Once a technique for statistical modeling has been developed, it can usually be applied to problems other than those for which it was initially developed. Thus topic modeling, initially developed for the unsupervised classification of text, is easily modified to classify other things like people and organizations.

For today, please read chapter 1 of Applications of Topic Models, “The What and Wherefore of Topic Models.” In addition, please read one of the following chapters: “Historical Documents,” “Understanding Scientific Publications,” “Fiction and Literature,” and “Computational Social Science”.

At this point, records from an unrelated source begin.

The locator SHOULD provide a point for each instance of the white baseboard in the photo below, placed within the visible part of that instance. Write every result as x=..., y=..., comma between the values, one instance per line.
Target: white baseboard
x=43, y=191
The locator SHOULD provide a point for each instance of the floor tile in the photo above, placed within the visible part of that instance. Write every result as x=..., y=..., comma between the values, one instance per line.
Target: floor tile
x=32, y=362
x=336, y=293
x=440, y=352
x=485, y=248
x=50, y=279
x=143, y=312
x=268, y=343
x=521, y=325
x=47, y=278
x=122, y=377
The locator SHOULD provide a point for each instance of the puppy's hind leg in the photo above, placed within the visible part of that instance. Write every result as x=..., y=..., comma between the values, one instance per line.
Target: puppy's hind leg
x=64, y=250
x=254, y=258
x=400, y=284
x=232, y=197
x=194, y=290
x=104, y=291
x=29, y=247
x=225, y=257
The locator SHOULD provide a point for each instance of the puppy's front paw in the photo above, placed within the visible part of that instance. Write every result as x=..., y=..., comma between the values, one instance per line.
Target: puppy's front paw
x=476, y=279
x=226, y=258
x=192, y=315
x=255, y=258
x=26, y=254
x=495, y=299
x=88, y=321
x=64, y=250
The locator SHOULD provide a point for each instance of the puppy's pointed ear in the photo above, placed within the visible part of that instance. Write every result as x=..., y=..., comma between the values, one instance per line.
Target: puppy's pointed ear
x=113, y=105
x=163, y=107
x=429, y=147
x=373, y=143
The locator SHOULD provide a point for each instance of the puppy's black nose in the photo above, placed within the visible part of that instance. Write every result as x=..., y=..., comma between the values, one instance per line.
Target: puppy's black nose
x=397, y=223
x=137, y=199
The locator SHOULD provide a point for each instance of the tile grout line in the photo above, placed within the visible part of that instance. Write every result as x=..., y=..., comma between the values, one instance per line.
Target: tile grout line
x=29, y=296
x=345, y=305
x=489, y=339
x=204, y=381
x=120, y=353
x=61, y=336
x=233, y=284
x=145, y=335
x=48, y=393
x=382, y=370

📖 To read before this meeting:

  1. Boyd-Graber, Jordan, Yuening Hu, and David Mimno. “Applications of Topic Models.” Foundations and Trends in Information Retrieval 11, no. 2–3 (July 20, 2017): 143–296. https://doi.org/10.1561/1500000030.

November 16
Ranking, rating and recommending

View slides Updated Wednesday 4/24 5:22 PM

One of Maron’s motivations for developing statistical methods of information retrieval was the desire to provide ranked results. Ranking results involves not only matching documents to a query, but also ordering those documents from most “relevant” to least “relevant”.

Sixty years later, there are algorithmically-generated ranked lists for nearly everything. Today we’ll look at one example—university rankings—and discuss possible algorithms for another kind of ranking: your grades in this class.

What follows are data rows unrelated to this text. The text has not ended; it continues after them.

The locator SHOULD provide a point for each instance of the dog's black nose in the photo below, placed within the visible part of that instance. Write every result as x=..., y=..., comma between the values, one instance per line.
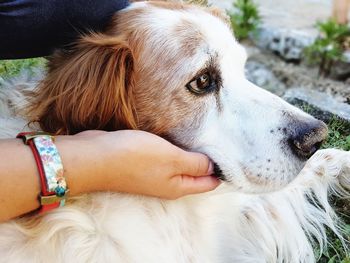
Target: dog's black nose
x=307, y=138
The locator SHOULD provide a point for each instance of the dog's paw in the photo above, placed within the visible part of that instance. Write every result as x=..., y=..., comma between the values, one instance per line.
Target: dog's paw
x=327, y=166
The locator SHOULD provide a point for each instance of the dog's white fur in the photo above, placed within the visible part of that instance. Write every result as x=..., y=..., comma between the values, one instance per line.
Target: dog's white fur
x=227, y=225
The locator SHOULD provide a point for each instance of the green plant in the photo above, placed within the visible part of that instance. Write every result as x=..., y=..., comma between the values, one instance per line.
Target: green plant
x=329, y=46
x=11, y=68
x=338, y=135
x=245, y=18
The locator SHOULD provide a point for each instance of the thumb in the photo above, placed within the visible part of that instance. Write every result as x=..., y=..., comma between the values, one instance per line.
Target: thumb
x=195, y=164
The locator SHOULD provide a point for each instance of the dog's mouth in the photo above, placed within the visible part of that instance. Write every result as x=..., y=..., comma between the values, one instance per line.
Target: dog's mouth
x=218, y=173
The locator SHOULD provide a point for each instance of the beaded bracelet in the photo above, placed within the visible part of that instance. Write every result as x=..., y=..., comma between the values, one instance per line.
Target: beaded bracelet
x=53, y=184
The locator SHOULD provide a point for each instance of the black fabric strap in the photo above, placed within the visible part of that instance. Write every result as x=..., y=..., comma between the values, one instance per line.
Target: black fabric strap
x=33, y=28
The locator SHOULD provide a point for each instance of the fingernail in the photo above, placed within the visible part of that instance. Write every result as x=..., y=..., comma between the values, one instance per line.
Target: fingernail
x=210, y=169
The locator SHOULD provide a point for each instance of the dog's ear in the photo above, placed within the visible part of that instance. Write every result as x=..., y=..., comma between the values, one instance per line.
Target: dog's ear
x=88, y=88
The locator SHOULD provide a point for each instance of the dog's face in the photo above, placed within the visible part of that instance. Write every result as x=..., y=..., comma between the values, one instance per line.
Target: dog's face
x=182, y=75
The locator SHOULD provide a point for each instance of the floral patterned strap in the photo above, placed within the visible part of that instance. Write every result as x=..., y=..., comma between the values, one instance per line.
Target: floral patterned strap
x=52, y=164
x=53, y=185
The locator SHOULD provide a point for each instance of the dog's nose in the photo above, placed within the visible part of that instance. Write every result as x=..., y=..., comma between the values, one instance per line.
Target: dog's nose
x=308, y=137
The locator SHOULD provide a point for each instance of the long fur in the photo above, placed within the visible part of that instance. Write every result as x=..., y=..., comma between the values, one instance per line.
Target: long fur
x=94, y=87
x=218, y=227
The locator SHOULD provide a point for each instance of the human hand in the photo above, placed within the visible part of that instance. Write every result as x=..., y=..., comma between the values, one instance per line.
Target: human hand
x=138, y=162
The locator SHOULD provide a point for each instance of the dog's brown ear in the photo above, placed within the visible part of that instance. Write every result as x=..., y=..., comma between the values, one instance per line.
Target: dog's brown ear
x=88, y=88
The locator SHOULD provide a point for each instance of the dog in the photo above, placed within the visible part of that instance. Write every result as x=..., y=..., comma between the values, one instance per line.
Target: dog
x=177, y=71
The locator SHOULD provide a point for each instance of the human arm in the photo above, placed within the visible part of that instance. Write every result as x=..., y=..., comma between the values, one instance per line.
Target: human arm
x=33, y=28
x=123, y=161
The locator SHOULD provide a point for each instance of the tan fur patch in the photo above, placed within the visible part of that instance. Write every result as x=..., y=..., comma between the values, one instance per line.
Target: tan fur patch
x=189, y=36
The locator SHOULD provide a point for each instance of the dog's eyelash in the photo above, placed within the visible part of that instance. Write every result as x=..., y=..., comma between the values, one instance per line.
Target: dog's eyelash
x=205, y=82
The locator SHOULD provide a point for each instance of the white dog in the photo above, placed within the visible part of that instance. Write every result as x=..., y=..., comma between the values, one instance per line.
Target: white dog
x=177, y=71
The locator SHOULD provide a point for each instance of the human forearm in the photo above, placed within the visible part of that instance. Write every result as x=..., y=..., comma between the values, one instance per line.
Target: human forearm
x=123, y=161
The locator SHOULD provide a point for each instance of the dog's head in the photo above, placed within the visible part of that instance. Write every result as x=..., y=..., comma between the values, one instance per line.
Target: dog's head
x=176, y=70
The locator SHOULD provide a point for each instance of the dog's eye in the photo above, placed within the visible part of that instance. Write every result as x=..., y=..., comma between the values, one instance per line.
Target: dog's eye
x=201, y=84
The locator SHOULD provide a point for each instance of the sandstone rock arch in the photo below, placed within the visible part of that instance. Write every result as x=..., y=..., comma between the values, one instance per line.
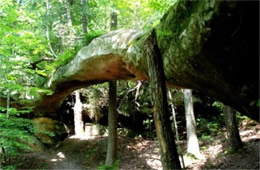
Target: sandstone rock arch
x=211, y=46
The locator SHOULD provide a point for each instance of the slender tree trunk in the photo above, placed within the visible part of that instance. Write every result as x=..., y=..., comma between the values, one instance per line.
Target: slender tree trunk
x=113, y=21
x=193, y=143
x=78, y=122
x=84, y=17
x=68, y=12
x=112, y=125
x=173, y=116
x=112, y=113
x=232, y=128
x=8, y=104
x=47, y=29
x=169, y=154
x=176, y=128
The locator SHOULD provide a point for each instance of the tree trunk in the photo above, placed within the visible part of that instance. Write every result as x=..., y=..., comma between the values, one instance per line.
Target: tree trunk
x=193, y=143
x=69, y=18
x=78, y=122
x=169, y=155
x=176, y=128
x=173, y=116
x=47, y=29
x=112, y=113
x=84, y=17
x=112, y=125
x=113, y=21
x=232, y=128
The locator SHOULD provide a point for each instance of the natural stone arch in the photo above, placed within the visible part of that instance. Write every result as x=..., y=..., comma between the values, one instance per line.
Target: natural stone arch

📖 To read before this meeting:

  1. Ramage, Daniel, Christopher D Manning, and Daniel A McFarland. “Which Universities Lead and Lag? Toward University Rankings Based on Scholarly Output.” In Proc. of NIPS Workshop on Computational Social Science and the Wisdom of the Crowds, 2010. https://people.cs.umass.edu/~wallach/workshops/nips2010css/papers/ramage.pdf.

November 21
Cancelled

November 23
Thanksgiving

November 28
Being ranked and rated

View slides Updated Wednesday 4/24 5:22 PM

The powerful techniques that information scientists developed for classifying and ranking texts are now being applied to every aspect of our lives. What effects is this having? Sociologist Wendy Espeland examines the effects of one very influential ranking system: the U.S. News & World Report college rankings.

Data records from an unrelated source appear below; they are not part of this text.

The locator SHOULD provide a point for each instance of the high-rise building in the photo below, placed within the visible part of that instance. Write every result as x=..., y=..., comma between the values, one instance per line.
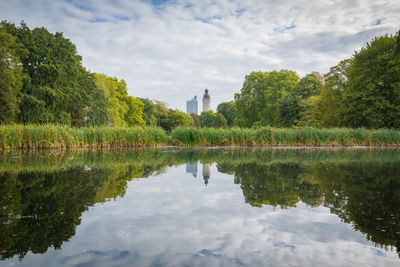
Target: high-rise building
x=206, y=101
x=191, y=106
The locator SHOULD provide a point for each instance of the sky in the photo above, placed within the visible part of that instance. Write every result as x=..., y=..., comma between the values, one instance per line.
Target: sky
x=171, y=50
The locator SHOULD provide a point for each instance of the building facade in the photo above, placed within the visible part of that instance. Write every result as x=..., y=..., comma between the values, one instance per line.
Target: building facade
x=206, y=101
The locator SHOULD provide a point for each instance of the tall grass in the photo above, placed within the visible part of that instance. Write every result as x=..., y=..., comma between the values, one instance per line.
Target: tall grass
x=56, y=136
x=284, y=137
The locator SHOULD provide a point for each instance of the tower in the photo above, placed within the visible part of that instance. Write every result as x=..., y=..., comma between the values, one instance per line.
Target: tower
x=191, y=106
x=206, y=101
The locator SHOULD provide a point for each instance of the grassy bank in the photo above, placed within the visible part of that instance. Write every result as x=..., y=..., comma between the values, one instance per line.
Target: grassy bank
x=285, y=137
x=53, y=136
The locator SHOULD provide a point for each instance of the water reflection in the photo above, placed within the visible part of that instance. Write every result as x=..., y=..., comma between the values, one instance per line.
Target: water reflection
x=43, y=195
x=192, y=168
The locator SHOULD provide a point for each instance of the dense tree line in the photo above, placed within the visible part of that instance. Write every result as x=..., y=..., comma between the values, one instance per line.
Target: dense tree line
x=363, y=91
x=42, y=80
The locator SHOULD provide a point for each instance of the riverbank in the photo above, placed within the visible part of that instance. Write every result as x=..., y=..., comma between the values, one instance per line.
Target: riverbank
x=56, y=137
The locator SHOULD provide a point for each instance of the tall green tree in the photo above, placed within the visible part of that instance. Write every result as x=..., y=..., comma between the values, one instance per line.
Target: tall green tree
x=212, y=119
x=54, y=86
x=228, y=110
x=257, y=102
x=331, y=100
x=10, y=77
x=290, y=105
x=149, y=112
x=373, y=96
x=122, y=110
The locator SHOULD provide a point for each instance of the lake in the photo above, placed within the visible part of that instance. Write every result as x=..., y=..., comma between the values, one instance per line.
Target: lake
x=200, y=207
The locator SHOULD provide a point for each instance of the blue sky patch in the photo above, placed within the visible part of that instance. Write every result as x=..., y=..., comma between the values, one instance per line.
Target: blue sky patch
x=378, y=22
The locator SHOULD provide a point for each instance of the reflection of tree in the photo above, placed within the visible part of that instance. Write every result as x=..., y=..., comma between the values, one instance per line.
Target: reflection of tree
x=42, y=209
x=276, y=184
x=366, y=195
x=361, y=186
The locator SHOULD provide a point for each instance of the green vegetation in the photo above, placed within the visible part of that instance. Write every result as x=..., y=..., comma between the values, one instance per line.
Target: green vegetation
x=363, y=91
x=53, y=136
x=43, y=82
x=284, y=137
x=59, y=136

📖 To read before this meeting:

  1. Espeland, Wendy. “Reverse Engineering and Emotional Attachments as Mechanisms Mediating the Effects of Quantification.” Historical Social Research / Historische Sozialforschung 41, no. 2 (156) (2016): 280–304. https://doi.org/10.12759/hsr.41.2016.2.280-304.

November 30
Grading algorithm proposals

50% of your grade in this class will be based on my evaluation of your midterm and final papers. Today you will make proposals for how to determine the other 50% of your grade.

December 5
Looking back / looking ahead

Today your midterm papers are due. We’ll review the ground we covered this semester and look ahead to more advanced information science classes, and information science careers.

December 5
Final paper due

December 9
Final exam

The final exam is scheduled for 12 noon on Saturday, December 9. It will cover all the formal concepts from this course: information theory, semiotics, faceted classification, Boolean logic, entity-relationship modeling, and probabilistic modeling.